BOCCIATO! Il team ha calcolato lo “score poligenico”, ossia un indice che aggrega il potere
predittivo di molte varianti genetiche su una certa caratteristica che si sta studiando, della
capacità di muoversi a tempo di musica, che di recente un ampio studio genetico aveva ricollegato a
specifici loci (posizioni) su 69 diversi geni. Lo score poligenico di Beethoven è stato confrontato
con quello di due diverse popolazioni di migliaia di individui moderni dei quali erano note le doti
musicali.
«Fatto interessante, Beethoven, uno dei musicisti più celebrati nella storia, aveva uno score
poligenico per la musicalità generale insignificante, rispetto ai campioni di popolazione del
Karolinska Institute svedese e del database Vanderbilt’s BioVU», conferma Tara Henechowicz, tra gli
autori dello studio. Per Beethoven l’indice considerato lo colloca al nono percentile nel campione
di popolazione svedese e all’undicesimo per quello statunitense. Essere al nono percentile significa
che il 9% della popolazione ha uno score poligenico inferiore e il 91% superiore.

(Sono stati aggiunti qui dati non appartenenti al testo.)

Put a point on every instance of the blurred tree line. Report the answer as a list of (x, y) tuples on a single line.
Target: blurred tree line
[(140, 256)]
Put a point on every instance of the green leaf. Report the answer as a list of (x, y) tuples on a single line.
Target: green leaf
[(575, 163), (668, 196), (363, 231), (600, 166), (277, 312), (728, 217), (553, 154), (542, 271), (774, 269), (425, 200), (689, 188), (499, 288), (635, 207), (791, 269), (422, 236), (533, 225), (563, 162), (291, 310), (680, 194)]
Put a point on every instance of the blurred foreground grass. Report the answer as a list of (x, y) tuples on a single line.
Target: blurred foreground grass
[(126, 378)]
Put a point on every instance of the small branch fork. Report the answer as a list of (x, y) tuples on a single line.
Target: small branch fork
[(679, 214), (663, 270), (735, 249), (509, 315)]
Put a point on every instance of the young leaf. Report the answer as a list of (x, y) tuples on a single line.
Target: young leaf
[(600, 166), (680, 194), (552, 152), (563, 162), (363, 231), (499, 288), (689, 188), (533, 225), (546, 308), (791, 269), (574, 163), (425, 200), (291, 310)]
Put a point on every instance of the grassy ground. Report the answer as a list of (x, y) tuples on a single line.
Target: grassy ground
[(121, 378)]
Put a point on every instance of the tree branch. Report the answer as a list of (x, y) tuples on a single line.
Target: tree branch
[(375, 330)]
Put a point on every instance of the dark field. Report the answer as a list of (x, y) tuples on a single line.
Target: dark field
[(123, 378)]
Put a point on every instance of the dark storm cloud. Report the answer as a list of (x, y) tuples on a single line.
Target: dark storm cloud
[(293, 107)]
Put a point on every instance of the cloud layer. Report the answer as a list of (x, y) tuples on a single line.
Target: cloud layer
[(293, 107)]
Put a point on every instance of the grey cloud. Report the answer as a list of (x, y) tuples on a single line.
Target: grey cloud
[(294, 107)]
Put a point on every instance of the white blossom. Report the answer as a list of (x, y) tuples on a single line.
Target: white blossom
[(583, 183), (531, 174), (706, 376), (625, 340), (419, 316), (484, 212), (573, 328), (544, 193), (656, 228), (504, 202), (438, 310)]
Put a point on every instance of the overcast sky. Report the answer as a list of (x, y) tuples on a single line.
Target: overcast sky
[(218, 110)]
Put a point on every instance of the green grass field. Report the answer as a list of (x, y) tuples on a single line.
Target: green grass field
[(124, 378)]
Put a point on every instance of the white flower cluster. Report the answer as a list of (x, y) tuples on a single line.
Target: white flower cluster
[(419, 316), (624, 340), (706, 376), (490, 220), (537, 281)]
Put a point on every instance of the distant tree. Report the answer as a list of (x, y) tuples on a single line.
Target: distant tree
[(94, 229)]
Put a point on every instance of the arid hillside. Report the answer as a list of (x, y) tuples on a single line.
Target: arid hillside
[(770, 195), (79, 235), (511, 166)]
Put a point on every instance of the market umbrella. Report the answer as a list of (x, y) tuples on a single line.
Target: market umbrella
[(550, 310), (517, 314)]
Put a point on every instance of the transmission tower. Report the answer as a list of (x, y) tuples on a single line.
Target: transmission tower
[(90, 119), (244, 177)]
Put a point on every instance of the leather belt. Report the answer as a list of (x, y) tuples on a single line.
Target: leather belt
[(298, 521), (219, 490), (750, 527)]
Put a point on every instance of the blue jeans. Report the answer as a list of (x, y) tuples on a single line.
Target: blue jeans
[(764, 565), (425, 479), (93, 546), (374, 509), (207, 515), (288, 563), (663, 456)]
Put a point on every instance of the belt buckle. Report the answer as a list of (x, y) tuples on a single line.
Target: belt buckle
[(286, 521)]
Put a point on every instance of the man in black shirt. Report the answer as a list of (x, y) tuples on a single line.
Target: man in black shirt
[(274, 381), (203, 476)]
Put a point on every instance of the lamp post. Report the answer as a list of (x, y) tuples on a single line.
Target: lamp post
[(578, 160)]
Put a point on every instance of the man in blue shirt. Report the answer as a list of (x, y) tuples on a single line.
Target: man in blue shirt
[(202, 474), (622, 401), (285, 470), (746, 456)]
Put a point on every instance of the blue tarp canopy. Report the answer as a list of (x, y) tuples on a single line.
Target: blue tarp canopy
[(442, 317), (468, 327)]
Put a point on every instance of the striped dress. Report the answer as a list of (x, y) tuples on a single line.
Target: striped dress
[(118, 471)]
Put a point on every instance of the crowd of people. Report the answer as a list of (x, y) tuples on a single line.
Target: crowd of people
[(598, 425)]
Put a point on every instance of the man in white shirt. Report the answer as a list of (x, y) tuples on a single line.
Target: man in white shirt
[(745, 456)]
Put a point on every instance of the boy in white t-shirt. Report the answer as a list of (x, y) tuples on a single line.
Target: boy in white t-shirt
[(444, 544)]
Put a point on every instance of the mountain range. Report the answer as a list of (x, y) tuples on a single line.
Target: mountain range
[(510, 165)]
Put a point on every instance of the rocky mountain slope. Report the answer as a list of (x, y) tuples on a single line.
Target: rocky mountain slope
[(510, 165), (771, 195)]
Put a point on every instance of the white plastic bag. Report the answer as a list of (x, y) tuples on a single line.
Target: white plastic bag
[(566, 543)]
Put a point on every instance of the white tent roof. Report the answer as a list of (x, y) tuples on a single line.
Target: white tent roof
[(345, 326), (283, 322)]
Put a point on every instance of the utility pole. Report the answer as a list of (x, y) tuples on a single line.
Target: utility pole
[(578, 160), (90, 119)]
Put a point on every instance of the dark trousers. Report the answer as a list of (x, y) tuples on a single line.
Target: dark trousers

OLTRE AI GENI C’È DI PIÙ. Questo non significa che le doti musicali di Beethoven non siano state in
ogni caso eccezionali, né che la genetica non abbia un peso nel determinare le abilità in questo
campo. Uno studio passato sui gemelli ha infatti dimostrato che il senso musicale ha
un’ereditabilità media del 42%.
Certo bisognerebbe mettersi d’accordo su che cosa si intenda per abilità musicali. E calcolare
l’importanza di altre variabili, come l’ambiente in cui si cresce, o la dedizione a un’attività.
«Il nostro scopo era usare questo come esempio della problematicità del fare predizioni genetiche su
un individuo vissuto oltre 200 anni fa», commenta Henechowicz. «La discrepanza tra la predizione
basata sul DNA e il genio musicale di Beethoven fornisce un buon insegnamento, perché dimostra che i
test del DNA non possono stabilire se un dato bambino finirà per essere dotato musicalmente».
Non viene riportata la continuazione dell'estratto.